孟无拙坐厢房旁的廊沿下,手上抓着两张飘扬的纸张,眼睛中全是高空多姿采的白云,任凭午后火焰般的阳光毒辣的倾洒在他的身上,“烤干啦!”倚圣衡长发略嫌凌乱的倾泄身后。
“是你受不住吧!”孟无拙转过头来看的身边倚圣衡不受衣物遮盖的胸肌,“还是想勾引我。”
倚圣衡晃了晃手,走到孟无拙的身边弯腰坐下,“‘空青堂’内的事吗?”压根没把孟无拙的戏言放在心上。
“真是!”孟无拙身向前在倚圣衡的脸颊上如蜻蜓点水般的轻掠过一个吻,“偶尔配合我一下,有点生活情趣不是很好吗?”灿烂的阳光也在他的脸上炸了开来。
“难得我这‘堂主’想替你分担些幸劳,不领情我也没辄。

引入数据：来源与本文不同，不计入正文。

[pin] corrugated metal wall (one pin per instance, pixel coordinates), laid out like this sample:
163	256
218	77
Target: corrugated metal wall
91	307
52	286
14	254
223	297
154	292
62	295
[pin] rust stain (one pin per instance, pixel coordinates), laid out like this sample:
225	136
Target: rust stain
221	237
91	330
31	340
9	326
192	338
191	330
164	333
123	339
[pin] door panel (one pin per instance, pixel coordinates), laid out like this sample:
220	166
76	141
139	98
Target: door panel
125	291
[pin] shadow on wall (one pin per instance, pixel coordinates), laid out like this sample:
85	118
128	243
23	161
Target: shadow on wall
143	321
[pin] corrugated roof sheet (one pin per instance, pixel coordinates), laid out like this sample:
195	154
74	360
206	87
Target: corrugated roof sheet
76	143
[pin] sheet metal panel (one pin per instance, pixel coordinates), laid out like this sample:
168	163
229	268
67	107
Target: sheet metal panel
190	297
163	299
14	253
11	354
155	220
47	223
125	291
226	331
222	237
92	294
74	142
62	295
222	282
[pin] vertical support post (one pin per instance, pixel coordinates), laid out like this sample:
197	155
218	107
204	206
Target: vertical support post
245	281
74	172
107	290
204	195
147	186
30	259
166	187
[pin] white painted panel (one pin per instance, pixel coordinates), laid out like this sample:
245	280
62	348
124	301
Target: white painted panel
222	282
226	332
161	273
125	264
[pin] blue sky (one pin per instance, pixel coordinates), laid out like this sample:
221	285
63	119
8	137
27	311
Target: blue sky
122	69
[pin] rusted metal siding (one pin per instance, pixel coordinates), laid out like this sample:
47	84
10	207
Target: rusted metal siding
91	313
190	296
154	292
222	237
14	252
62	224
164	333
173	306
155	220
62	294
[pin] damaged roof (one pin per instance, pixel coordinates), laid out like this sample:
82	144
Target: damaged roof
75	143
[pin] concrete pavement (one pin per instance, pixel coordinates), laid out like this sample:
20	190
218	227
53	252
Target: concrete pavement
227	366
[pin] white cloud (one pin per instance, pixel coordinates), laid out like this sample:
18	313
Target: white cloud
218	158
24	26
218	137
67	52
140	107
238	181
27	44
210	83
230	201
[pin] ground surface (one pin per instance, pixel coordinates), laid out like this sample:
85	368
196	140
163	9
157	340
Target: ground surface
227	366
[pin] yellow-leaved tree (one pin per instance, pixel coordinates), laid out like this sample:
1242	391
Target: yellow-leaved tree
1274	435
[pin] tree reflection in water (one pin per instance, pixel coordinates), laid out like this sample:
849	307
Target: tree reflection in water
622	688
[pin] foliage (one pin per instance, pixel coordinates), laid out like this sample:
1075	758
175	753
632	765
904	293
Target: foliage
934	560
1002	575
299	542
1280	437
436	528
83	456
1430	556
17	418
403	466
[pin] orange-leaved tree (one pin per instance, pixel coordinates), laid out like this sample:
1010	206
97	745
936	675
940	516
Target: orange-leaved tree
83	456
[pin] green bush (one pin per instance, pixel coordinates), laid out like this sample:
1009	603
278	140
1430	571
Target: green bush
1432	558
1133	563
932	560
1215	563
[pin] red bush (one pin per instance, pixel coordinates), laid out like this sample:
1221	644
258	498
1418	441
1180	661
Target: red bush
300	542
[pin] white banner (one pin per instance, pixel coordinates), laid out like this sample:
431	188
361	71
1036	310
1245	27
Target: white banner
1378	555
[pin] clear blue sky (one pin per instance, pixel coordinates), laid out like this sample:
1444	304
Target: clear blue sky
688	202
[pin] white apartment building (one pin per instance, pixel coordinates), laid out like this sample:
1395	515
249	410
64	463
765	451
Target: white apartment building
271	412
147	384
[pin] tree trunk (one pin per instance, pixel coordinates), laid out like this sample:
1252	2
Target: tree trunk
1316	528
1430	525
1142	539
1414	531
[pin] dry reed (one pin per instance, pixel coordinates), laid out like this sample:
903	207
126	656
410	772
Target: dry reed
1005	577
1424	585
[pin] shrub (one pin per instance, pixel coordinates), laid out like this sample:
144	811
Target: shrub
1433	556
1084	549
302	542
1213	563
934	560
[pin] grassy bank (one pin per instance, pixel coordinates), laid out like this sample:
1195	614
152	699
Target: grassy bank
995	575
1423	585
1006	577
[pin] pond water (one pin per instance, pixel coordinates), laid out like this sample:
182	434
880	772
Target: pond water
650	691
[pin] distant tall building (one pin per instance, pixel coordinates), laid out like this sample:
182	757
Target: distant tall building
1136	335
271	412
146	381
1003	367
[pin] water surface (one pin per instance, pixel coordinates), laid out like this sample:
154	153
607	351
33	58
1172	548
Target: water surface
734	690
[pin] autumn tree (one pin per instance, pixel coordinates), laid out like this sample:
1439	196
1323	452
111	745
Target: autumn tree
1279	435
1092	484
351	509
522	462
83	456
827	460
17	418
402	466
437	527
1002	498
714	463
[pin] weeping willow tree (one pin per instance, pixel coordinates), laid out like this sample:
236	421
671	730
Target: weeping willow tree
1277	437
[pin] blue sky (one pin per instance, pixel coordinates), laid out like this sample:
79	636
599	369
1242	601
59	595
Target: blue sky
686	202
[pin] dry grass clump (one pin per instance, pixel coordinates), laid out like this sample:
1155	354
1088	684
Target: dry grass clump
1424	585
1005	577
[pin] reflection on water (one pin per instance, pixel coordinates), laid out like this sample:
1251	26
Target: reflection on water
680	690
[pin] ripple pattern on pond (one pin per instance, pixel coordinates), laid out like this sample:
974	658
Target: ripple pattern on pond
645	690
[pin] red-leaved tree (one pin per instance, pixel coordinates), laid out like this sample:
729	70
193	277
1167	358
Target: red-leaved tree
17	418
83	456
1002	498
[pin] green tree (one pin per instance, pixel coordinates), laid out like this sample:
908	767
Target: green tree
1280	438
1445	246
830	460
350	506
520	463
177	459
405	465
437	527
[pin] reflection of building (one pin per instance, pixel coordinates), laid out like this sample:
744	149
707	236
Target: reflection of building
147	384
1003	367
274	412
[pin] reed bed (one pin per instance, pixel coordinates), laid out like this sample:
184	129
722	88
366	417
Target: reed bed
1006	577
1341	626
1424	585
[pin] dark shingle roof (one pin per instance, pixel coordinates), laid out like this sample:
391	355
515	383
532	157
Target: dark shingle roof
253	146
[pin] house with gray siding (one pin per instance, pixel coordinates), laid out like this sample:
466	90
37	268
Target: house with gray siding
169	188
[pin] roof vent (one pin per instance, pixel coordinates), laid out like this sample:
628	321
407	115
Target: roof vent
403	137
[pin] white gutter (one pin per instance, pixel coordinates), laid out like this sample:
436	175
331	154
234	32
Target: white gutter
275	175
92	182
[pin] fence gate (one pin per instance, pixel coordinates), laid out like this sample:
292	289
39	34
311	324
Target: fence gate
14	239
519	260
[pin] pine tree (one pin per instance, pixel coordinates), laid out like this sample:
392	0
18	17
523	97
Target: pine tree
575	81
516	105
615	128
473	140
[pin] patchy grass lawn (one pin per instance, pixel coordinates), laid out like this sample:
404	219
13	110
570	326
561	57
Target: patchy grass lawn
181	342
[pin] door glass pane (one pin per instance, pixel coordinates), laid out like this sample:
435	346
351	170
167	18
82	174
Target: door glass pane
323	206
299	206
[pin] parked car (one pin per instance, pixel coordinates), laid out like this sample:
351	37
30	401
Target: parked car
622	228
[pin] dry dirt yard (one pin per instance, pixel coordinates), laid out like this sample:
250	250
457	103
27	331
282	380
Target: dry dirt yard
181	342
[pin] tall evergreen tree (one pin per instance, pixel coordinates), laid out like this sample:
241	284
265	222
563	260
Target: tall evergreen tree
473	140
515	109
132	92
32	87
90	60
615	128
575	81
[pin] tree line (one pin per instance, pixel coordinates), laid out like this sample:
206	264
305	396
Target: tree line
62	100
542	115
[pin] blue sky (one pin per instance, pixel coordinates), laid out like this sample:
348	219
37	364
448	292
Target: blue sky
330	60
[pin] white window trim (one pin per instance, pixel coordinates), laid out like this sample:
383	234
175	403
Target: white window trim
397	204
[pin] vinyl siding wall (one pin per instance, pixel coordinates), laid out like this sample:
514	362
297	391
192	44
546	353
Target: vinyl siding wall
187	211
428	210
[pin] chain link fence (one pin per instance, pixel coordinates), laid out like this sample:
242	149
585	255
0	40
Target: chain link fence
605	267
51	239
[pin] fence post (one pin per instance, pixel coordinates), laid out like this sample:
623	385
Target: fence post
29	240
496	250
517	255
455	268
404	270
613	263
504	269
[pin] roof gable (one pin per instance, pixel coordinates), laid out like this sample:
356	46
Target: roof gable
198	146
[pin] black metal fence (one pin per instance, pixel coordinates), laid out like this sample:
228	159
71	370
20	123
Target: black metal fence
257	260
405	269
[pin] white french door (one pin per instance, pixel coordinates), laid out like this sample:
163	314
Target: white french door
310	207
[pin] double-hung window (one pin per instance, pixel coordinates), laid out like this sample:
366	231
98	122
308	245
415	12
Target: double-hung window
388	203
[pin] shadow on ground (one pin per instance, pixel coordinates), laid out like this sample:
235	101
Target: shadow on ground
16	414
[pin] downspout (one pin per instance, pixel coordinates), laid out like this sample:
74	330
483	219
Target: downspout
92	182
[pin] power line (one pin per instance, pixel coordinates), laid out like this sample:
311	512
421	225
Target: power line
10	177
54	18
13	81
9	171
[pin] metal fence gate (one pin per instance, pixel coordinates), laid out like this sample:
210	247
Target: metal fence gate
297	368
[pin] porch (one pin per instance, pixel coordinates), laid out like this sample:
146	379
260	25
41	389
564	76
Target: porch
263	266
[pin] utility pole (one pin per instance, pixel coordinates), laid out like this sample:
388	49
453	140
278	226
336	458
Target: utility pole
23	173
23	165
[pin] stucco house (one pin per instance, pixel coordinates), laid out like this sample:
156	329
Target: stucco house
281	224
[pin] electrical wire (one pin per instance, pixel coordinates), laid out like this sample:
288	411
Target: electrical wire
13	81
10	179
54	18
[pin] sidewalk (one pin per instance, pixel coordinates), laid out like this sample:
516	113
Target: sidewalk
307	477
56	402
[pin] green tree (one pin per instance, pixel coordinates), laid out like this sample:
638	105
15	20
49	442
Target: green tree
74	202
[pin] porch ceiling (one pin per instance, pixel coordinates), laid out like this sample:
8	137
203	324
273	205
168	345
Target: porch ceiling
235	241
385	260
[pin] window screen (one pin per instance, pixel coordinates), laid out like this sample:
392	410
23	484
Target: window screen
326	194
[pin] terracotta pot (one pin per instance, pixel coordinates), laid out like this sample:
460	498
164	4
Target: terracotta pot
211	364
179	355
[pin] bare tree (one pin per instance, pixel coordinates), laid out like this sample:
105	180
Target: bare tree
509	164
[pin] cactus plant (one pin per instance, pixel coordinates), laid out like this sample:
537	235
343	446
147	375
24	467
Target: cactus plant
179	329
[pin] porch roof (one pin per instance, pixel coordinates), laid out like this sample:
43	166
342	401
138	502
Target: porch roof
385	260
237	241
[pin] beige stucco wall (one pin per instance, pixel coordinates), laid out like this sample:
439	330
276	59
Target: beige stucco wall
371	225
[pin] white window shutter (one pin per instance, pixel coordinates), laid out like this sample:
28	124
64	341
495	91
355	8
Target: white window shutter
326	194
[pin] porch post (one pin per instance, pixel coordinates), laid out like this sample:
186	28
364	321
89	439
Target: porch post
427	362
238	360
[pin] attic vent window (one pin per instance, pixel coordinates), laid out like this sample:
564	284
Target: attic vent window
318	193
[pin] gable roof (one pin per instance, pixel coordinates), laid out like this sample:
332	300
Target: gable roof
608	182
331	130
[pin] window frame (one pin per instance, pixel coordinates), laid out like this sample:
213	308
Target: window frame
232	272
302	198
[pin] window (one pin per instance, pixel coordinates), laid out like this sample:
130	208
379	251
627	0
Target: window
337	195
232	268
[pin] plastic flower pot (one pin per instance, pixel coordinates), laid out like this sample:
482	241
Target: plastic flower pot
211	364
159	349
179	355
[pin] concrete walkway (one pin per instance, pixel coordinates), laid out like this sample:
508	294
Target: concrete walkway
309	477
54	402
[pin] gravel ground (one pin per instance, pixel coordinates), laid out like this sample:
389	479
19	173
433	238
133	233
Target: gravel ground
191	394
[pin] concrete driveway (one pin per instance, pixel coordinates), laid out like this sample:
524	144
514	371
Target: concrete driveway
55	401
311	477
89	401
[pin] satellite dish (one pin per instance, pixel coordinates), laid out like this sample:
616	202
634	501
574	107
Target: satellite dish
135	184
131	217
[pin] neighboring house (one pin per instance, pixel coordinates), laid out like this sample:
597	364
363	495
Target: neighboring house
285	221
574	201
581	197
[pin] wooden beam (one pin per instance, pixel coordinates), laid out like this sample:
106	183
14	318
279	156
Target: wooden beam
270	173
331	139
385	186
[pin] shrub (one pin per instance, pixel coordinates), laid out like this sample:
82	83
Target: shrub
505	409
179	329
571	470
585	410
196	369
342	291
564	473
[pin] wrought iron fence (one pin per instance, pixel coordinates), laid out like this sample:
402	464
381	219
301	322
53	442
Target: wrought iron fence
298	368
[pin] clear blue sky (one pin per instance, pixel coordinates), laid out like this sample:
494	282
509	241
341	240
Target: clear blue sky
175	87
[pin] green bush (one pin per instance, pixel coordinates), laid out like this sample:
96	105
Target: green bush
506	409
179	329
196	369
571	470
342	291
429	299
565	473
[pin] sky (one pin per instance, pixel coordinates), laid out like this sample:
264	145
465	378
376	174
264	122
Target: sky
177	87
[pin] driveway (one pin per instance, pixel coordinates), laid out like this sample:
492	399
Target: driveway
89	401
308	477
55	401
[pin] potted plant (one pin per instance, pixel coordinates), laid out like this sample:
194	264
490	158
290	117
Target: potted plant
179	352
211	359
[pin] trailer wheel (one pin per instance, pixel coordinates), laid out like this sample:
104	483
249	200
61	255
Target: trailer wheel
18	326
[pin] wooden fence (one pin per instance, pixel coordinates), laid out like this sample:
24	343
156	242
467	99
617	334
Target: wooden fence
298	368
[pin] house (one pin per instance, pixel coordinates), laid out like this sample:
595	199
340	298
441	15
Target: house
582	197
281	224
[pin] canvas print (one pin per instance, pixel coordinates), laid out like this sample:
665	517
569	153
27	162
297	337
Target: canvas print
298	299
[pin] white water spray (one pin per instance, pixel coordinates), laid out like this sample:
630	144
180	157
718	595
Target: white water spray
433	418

” 倚圣衡拍拍双手,作势起拢在掌心之中。
“好!好!别动怒,我只是怕你忘了,先提醒你而已。”孟无拙反抓住倚圣衡纤长的手指,“还记得‘万财商行’的陈老爷吧!他身边的那个书生,记得吗?我们都见过的,原来有关‘四十二分舵’的一连串事件都跟‘万财商行’脱不去关系,尤其是那个看来温温吞吞的书生。”“阿缇!”
倚圣衡双手抓住孟无拙的衣襟欺上前去,恼怒的言语自他唇中冲向孟无拙密贴在旁的耳廓,“别再顾左右而言他了。”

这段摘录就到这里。